This is essentially what presently appears in the competitive
bid law in its description of the professional services
exemption from competitive bidding. However, it has not
previously been specifically included in the law as a definition.
Under the law, the finance director is given final authority
to determine whether the definition has been met.
The
law sets up specific procedures for the procurement of professional
services, and requires that notice of need be "widely disseminated
to the professional community in a full and open manner"
by the agency seeking the services, and that agency shall
evaluate candidates based on its qualifications-based selection
process criteria. The Director of Finance shall establish
and maintain lists of professional service providers other
than those specifically named in the statute.
In
addition to providing more detailed procedures for procuring
professional services, the new law removes several existing
exemptions. The following purchases are no longer specifically
exempted from the provisions of the competitive bid law:
superintendents of construction; tourist advertisement;
certain hospital purchases; purchases by the Transportation
Department of local material from property owners in the
vicinity of a project on which local materials will be used;
and purchases of manuscripts, maps, etc. for use in a state
library. The sole source providers exemption is also altered
to provide that no sole source purchases may be made without
approval of the Director of Finance unless the agency is
authorized by law to conduct its own purchasing activities.
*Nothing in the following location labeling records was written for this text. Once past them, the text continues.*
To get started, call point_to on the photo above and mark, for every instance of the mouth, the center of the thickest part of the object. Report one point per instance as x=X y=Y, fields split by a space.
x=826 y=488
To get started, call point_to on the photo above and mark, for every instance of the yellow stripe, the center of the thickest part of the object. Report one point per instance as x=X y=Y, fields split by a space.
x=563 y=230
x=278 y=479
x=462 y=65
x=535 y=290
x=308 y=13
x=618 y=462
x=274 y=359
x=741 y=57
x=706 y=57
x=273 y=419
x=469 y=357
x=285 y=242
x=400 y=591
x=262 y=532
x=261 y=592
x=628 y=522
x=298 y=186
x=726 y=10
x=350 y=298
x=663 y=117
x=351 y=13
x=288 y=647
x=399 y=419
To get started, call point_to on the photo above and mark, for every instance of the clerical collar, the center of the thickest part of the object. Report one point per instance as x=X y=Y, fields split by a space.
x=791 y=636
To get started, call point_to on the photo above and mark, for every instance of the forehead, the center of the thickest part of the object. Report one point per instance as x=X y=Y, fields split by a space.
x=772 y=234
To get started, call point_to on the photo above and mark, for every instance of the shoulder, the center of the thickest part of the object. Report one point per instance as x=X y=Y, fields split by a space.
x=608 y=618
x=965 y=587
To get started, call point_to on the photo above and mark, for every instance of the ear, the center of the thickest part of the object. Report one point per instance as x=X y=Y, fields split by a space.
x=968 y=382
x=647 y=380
Additionally, while this has been the position of the attorney
general's office for many years, Act No. 01-956 specifically
provides that goods purchased in conjunction with professional
services shall be competitively bid.
The
Director of Finance is authorized under the new Act to promulgate
rules or regulations in accordance with the Administrative
Procedures Act. The Act also still provides for an emergency
exemption. However, the emergency must now be declared in
writing under oath to the Governor and Attorney General
by the state entity claiming an emergency.
Act
No. 01-956 includes a civil penalty of $500 to $5,000 for
a willful or intentional violation, and any contract entered
in violation of the Act is void. The Act does not apply
to any entity that does not receive state funds, and as
noted above, does not apply to counties and municipalities.
It also does not apply to any state entity with respect
to contracts related to issuance of debt, which is to be
repaid from sources other than state funds. The Act goes
into effect on December 1, 2001.
As
mentioned in the introduction to this article, prior to
the passage of these Acts, the Governor signed several Executive
Orders aimed at ensuring ethical conduct by those involved
in the state contracting and grant process. Some of these
Orders may be superseded by implementation of the new laws.
However, at least two recent Executive Orders were not otherwise
dealt with through legislation that passed during the session,
and will have an ongoing impact on the contracting and grant
approval process in this state.
Executive
Order No. 58
Executive Order No. 58, dated August 23, 2001, requires
all state department and cabinet level officials and appointed
agency directors to attend a two hour ethics continuing
education session every two years beginning in 2002. The
Ethics Commission is directed to administer the seminar.
This Order had an immediate effective date. County officials
are not required to attend these seminars.
Executive
Order No. 59
Executive Order No. 59, signed on August 28, 2001, and effective
immediately, is potentially the directive which will have
the most severe impact on counties. This Order requires
that funds distributed as grants by state agencies, authorities,
and departments meet specific criteria to be developed and
published by state agencies in conjunction with the previously-created
performance-based budgeting task force. Under this Order,
no appropriations shall be made as grants until that criteria
is developed.
The
Order requires that all grants made in the fiscal year ending
September 30, 2001, be approved by the Governor, Finance
Director, and Director of the awarding agency and be certified
as furthering the goals and purposes of the agency and the
appropriation. Henceforth, all state agencies, departments,
and authorities will be required to prepare a report of
all grants and contracts awarded in the previous fiscal
year by November 1 of each year.
There
were many other legislative proposals introduced in the
last Special Session, some by the Governor and some by other
parties and interest groups. It is almost certain that there
will be another special session before the next regular
session starts in January, and with an election year coming
up, it is also almost certain that many of these failed
proposals will reappear in future sessions. Stay tuned.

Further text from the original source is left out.